Keith Stuart, M.D., head of oncology at the renowned Lahey Clinic in Massachusetts, and Corrine Zarwan, M.D., and the team at the Sophia Gordon Center, understand the difficulty their patients often have in determining what food they want to eat and what food will help with particular symptoms.

Cancer can diminish the enjoyment of good food. It can alter the taste of food. Treatments of chemotherapy or hormones or radiation create such an alien health routine that people can feel they are no longer in charge of their own medical destiny, the authors write.

Stuart says food can seem unimportant or undesirable during treatment, but it remains necessary.

It won't cure the cancer or radically change its course but it can make treatments easier to take, the authors say.

"Cancer and its treatment can cause loss of appetite, inability to taste, feel, or sometimes even swallow your old favorite foods. It is important to appreciate these changes and acknowledge them by finding new favorites in taste or texture that are more appealing as your treatment progresses. Eating
becomes part of your health maintenance: for instance, this book has examples of what to eat specifically for problems such as dry mouth, constipation, diarrhea, oral ulcers, weight loss or excessive gain. Our recipes span a range of nutritious basics, comfort foods, family meals and retooled gourmet dishes."

There are also meals for celebration -- "because as bleak as this process can sometimes be, there will always be moments to celebrate -- times when something goes right, the disease has let up a bit or even lost ground, the symptoms abate, you "graduate" and finish therapy, and your life becomes your
own again. This book is for those times of hope and happiness."

The book is divided into recipe groupings that address problems for the patients --nausea, weight gain or loss, constipation, diarrhea and sore mouth.
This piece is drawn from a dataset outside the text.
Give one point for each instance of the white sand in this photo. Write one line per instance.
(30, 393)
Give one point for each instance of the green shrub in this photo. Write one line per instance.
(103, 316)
And there are tempting celebratory suggestions like Lobster Pot Pie, Chocolate Cupcakes and grownup drinks such as Green with Envy Daiquiris and LiMango Frappes.

"The Lahey Clinic Guide to Cooking Through Cancer" ($24.95; The Countryman Press, Woodstock, Vt.)

Tuscan Bean Soup


2 tablespoons extra virgin olive oil
2 garlic cloves, minced
1 pound escarole, chopped
Salt and pepper
4 cups low-sodium chicken broth
1 (15-oz.) can cannellini beans, drained and rinsed
1 ounce Parmesan cheese, grated (1/2 cup)
2 tablespoons extra virgin olive oil


1 Heat the olive oil in a large saucepan over medium heat. Add the garlic and cook until fragrant, about 15 seconds. Add the escarole and a pinch of salt and cook until the escarole is wilted, about 2 minutes.

2. Add the broth and beans, cover, and simmer until the beans are heated through, about 15 minutes. Add the Parmesan cheese, season with salt and pepper to taste, and serve, drizzling each portion with 1 teaspoon of the extra virgin olive oil.

I'd serve with crusty bread and/or a green salad.

(For vegetarian soup, simply replace the chicken broth with low-sodium vegetable broth.)